Quienes sostienen esta tesis invocan la autoridad de una frase de Mauro Cappelletti, según la cual no hay nadie más informado que la propia parte, y bajo esa ilusión han tejido la quimera de que interrogándose ilimitadamente a una parte, aun por su propio apoderado, se estará más cerca de la verdad real de los hechos del litigio. La apreciación del procesalista italiano era correcta, pero lamentablemente incompleta, pues le faltó decir que así como la parte es quien mejor conoce los hechos, es también la más propensa a no contar toda la verdad, bien intencionalmente o porque su condición de sujeto procesal interesado en obtener fallo favorable o expuesto a una decisión adversa le hace perder objetividad. A ello contribuye, además, el derecho consagrado en el artículo 33 de la Carta Política, según el cual “nadie podrá ser obligado a declarar contra sí mismo”, erradamente limitado a la jurisdicción penal por la Corte Constitucional. No es absoluto el postulado de que interrogando a una parte en forma ilimitada, y aun por su propio apoderado, el juez establecerá más fácilmente la verdad de los hechos.

 

Cierto es que en el encabezado que precede al artículo 191 del CGP se tituló “Declaración de parte y confesión” a diferencia de la “Declaración de parte”, como se denominaba en el Código de Procedimiento Civil (CPC).

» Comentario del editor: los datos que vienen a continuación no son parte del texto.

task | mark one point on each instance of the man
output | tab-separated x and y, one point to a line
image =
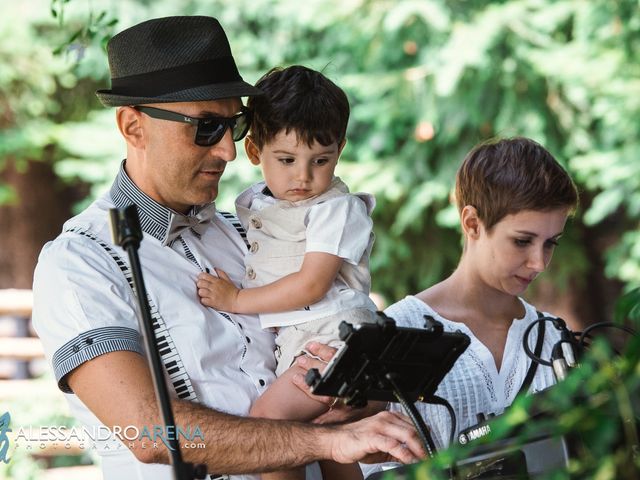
178	92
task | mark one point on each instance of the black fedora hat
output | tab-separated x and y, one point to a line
172	59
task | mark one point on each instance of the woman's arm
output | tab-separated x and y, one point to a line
296	290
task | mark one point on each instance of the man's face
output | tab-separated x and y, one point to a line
176	172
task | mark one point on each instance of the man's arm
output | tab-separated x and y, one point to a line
117	388
296	290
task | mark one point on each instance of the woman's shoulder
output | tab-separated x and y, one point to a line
409	312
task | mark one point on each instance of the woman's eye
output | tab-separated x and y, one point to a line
551	243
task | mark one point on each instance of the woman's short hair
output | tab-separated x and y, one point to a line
505	176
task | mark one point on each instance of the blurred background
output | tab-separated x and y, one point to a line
427	80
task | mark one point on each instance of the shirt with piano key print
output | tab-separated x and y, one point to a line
84	306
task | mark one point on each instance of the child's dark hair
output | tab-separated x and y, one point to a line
302	100
502	177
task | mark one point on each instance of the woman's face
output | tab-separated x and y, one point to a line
517	249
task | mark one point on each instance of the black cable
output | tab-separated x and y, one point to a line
416	418
435	400
557	322
585	333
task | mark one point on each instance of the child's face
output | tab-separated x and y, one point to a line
294	170
518	248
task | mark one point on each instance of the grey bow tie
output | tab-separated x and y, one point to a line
195	221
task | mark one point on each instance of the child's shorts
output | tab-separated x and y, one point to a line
291	340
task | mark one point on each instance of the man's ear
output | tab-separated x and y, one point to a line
252	150
129	122
470	222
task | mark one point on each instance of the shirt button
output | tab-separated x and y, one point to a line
251	274
255	222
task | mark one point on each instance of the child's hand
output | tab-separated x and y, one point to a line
217	292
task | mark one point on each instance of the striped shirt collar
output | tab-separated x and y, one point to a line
155	219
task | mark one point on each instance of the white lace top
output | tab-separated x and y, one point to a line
474	385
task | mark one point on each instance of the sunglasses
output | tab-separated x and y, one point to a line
209	130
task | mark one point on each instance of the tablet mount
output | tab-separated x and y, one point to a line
380	361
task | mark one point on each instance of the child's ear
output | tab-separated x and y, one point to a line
341	146
252	150
470	222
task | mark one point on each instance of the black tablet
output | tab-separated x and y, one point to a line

Tal distinción, en mi criterio, no implicó modificación alguna, ni significa que en el CPC el interrogatorio de parte fuese estrictamente facultativo, pues el juez también podía decretarlo de oficio. La diferencia no es esa, sino que en el CGP siempre el juez decreta de oficio el interrogatorio de las partes.

 

Tampoco es cierto que en el CPC la declaración favorable de una parte cayera en el vacío, mientras que en el CGP sí tiene valor probatorio. Claro que desde los tiempos del CPC, el juez al dictar sentencia valoraba la declaración de parte atendiendo el principio del derogado artículo 200 de la “indivisibilidad de la confesión y la divisibilidad de la declaración de parte”, que es el mismo postulado reproducido por el artículo 196 del CGP.

 

Los jueces están sorprendidos y enredados con esta teoría que no tiene sustento en las normas del CGP. Habría sido necesario que en este estatuto se hubiera dicho expresamente que la parte podría ofrecer su testimonio y ser interrogado ilimitadamente por su propio apoderado, pero no, el CGP no solo guardo silencio, sino que ni siquiera sugirió esa hipótesis. Por el contrario, el inciso 3º del artículo 202 del CGP, al definir los requisitos del interrogatorio, ratificó que este “no podrá exceder de veinte (20) preguntas”.

 

No descarto que algunos de los redactores del CGP hubieran contemplado la idea de introducir esos cambios que ahora por la vía de la interpretación forzada pretenden concretar, pero eso solo fue una intención que en modo alguno puede convertirse en norma legal.

 

Cuando la ley es clara, como lo es respecto de la práctica de esta prueba, so pretexto de su interpretación no puede echarse mano de sofisticadas apreciaciones, así sean de buena fe.

 

Erró el CGP al abolir la calificación por el juez del cuestionario que no se responde cuando el citado no comparece ni se excusa. Hay quienes creen que como en el nuevo régimen el juez proferirá sentencia en audiencia, no es necesaria esa calificación. Se equivocan, no solo porque, por lo general, el interrogatorio de parte se recauda en la audiencia inicial, no en la de instrucción y juzgamiento, sino además porque cuando se trata de interrogatorio extraprocesal, esa calificación se vuelve urgente y necesaria, para evitarle problemas al juez ante quien se hará valer tal declaración.